Komen for the Cure's California supporters have worked diligently with lawmakers for months during the historic budget impasse in an attempt to spare the potentially life-saving program.
"This is remarkable news for the women of our state," said Laura Farmer Sherman, Executive Director of Susan G. Komen for the Cure in San Diego. "We know that with a 10% unemployment rate in San Diego County, coupled with the thousands of women who are battling exorbitant insurance deductible rates, women in our County are currently not getting the breast cancer screening they need due to the budget crisis. The unfortunate consequence is likely to be that some of these women may be diagnosed with breast cancers that could have been discovered at an earlier, more treatable stage."
On January 1, the California Department of Health arbitrarily shut the doors of Every Woman Counts for the remainder of the fiscal year, which ended on June 30, and eliminated future access to the program for women age 40 to 49 - effectively cutting access to nearly half of the women typically screened by the program. The program has remained closed over the past three months due to the budget impasse. During that 10 month span, the organization estimates more than 290,000 women will have gone without cancer screenings, including those whose undetected cancers are growing.
After a record-breaking 100 days without a budget, Governor Arnold Schwarzenegger and lawmakers reached a deal to restore funds to reopen Every Woman Counts and provide lifesaving mammograms. The Komen Affiliates applaud Governor Schwarzenegger and lawmakers for honoring their commitment to women in California.

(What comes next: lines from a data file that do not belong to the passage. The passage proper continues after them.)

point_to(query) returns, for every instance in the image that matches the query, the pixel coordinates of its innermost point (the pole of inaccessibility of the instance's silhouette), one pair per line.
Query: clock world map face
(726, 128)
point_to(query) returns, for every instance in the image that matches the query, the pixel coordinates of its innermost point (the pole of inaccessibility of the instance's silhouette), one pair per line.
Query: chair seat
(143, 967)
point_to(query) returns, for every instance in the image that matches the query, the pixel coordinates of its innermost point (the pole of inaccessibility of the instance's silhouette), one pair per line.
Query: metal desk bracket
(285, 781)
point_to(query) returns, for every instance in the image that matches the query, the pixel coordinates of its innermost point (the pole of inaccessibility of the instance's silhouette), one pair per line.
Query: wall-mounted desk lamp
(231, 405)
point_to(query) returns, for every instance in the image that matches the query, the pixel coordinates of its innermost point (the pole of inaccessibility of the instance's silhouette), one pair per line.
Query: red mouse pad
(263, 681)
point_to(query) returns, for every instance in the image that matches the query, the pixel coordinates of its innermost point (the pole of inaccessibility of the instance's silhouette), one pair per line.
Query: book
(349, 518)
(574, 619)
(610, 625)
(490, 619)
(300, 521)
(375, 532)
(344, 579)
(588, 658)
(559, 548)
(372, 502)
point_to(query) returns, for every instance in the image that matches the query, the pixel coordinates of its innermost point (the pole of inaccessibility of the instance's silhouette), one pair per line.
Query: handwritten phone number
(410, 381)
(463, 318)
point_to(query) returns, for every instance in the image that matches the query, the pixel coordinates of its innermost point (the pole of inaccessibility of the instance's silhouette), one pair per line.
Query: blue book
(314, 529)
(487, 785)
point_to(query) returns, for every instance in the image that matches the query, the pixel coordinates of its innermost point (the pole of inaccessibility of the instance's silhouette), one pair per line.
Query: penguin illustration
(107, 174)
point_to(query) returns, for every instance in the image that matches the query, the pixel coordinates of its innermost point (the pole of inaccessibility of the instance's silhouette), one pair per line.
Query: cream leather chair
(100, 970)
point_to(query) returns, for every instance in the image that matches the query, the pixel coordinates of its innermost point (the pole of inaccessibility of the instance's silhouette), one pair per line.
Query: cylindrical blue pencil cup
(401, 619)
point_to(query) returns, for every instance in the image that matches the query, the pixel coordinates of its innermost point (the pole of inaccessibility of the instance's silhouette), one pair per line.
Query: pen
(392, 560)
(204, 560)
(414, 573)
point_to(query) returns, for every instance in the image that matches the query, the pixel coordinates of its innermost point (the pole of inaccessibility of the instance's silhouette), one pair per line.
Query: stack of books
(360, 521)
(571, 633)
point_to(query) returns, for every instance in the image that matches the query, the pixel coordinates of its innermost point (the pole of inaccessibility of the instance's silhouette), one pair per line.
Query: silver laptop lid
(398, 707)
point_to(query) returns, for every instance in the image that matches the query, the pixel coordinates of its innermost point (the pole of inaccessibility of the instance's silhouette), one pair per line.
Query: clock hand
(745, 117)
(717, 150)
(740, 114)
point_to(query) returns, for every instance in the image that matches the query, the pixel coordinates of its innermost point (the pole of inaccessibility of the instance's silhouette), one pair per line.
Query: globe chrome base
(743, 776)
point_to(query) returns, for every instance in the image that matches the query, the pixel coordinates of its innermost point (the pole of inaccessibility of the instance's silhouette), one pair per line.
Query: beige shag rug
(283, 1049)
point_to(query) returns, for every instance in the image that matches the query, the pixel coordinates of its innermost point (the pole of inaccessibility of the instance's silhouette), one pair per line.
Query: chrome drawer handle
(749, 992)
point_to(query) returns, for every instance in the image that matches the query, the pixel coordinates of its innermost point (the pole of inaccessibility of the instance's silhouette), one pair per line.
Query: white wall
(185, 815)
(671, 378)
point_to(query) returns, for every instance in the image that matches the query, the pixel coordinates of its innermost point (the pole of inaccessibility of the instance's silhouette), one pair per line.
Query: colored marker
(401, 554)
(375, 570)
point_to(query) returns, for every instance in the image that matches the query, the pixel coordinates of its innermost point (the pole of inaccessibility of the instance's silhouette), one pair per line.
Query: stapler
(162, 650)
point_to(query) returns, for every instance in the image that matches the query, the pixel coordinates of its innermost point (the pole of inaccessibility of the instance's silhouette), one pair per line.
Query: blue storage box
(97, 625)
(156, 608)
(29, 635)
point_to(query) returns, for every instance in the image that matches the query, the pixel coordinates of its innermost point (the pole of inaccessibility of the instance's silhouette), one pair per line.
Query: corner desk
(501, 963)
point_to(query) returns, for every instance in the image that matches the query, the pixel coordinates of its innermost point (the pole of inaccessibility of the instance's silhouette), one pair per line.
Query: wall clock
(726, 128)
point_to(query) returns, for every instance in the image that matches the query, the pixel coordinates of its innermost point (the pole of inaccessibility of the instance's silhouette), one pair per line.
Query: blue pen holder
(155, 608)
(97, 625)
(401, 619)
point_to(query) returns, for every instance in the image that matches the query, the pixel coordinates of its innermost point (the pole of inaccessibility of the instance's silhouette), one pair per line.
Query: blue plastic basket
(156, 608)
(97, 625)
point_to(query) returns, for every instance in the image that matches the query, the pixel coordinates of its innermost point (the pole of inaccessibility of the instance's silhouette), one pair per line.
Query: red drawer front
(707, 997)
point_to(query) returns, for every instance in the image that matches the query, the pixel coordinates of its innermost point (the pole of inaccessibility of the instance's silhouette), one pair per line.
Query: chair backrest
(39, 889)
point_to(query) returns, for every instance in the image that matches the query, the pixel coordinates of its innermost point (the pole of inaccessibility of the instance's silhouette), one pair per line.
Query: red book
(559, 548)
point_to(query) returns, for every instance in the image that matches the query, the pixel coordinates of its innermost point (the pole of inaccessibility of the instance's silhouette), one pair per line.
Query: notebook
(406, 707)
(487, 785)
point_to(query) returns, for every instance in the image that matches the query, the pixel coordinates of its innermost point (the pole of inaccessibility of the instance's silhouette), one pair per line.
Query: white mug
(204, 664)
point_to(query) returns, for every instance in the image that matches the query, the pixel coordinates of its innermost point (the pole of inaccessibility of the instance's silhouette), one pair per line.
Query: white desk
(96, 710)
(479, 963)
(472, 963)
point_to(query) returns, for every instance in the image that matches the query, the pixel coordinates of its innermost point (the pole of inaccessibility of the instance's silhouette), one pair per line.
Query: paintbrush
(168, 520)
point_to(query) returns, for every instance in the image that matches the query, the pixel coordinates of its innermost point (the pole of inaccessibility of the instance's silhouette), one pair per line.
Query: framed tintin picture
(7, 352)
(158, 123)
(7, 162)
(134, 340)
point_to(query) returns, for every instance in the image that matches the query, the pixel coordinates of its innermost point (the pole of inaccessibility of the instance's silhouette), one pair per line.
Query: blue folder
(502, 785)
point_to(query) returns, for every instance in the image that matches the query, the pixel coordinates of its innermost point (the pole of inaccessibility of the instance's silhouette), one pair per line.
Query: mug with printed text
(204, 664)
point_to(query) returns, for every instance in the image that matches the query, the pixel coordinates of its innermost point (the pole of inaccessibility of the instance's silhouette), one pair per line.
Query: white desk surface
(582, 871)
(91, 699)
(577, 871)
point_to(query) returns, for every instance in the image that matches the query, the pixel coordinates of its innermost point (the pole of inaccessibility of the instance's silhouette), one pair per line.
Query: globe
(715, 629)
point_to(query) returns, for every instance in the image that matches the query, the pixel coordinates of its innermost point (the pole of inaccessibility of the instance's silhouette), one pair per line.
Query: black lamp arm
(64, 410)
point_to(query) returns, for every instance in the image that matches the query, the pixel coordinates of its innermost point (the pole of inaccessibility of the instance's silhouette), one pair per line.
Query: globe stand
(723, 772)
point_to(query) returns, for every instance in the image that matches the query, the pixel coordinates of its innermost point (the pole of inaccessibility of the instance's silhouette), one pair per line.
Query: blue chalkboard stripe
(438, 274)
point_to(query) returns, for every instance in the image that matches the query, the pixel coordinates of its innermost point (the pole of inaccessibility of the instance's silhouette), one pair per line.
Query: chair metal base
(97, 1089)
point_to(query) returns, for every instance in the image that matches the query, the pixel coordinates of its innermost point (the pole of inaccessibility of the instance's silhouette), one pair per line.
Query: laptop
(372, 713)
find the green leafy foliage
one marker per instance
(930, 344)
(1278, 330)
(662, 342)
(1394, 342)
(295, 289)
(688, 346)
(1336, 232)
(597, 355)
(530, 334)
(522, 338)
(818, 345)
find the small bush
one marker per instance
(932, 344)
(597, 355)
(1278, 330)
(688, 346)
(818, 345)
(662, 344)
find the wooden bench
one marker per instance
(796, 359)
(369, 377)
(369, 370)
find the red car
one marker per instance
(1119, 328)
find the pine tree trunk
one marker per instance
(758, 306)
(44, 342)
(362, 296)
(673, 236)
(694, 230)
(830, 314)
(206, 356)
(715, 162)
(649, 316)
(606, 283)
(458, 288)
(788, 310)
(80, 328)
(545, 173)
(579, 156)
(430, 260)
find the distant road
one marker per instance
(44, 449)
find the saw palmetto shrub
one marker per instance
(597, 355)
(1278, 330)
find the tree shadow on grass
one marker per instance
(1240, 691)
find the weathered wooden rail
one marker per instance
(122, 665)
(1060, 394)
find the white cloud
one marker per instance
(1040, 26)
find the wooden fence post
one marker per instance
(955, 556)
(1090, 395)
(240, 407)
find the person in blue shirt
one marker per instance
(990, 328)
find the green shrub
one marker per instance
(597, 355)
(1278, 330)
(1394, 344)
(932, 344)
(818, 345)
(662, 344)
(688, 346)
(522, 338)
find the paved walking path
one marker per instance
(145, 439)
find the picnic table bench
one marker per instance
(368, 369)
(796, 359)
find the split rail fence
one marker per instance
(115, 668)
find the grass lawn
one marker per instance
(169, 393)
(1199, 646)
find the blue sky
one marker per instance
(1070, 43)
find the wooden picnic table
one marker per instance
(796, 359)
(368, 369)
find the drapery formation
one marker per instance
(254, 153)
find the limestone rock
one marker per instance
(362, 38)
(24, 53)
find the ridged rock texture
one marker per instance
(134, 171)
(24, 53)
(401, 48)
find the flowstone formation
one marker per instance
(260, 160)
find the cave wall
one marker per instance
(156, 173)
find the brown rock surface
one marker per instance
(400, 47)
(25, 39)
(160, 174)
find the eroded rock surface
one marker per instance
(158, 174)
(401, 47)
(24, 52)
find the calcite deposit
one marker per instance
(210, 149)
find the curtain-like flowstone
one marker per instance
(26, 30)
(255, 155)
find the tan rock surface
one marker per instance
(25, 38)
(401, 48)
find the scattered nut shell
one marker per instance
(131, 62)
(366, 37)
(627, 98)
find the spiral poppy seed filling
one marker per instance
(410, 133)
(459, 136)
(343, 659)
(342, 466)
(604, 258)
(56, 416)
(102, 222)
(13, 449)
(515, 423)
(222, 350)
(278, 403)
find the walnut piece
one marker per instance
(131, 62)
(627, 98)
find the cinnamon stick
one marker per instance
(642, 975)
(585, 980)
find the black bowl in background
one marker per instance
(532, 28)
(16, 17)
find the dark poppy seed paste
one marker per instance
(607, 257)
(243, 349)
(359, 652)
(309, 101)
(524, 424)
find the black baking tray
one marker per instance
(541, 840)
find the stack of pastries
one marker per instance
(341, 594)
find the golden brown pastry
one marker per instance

About Susan G. Komen for the Cure®
Nancy G. Brinker promised her dying sister, Susan G. Komen, she would do everything in her power to end breast cancer forever. In 1982, that promise became Susan G. Komen for the Cure and launched the global breast cancer movement. Today, Komen for the Cure is the world's largest grassroots network of breast cancer survivors and activists fighting to save lives, empower people, ensure quality care for all and energize science to find the cures. Thanks to events like the Komen Race for the Cure, the organization has invested nearly $1 billion to fulfill our promise, becoming the largest source of nonprofit funds dedicated to the fight against breast cancer in the world. www.komen.org
About Susan G. Komen for the Cure®, San Diego
Since its inception in 1995, $8.5 million has been given to local organizations that provide breast cancer education, screening, diagnostics, treatment and patient support for the uninsured or underinsured in San Diego County. Seventy-five percent of every dollar raised through Affiliate-sponsored events stays right here in San Diego County to fund free diagnostic mammograms, treatment and services for uninsured and underinsured women and their families. The remaining 25 percent funds international breast cancer research. In fact, next to the U.S. government, Susan G. Komen for the Cure® is the largest funder of breast cancer research in the world. For more information, please visit www.komensandiego.org.
Did you know?
One in eight women will be diagnosed with breast cancer in her lifetime.
The most significant risk factors are being a female and getting older.
Breast cancer doesn't discriminate.
Breast cancer typically strikes women during their most productive years, both professionally and personally.
Breast cancer is the leading cause of cancer death in U.S. women ages 40-59.
Men can get breast cancer, too. One percent of breast cancer diagnosis will be in male patients.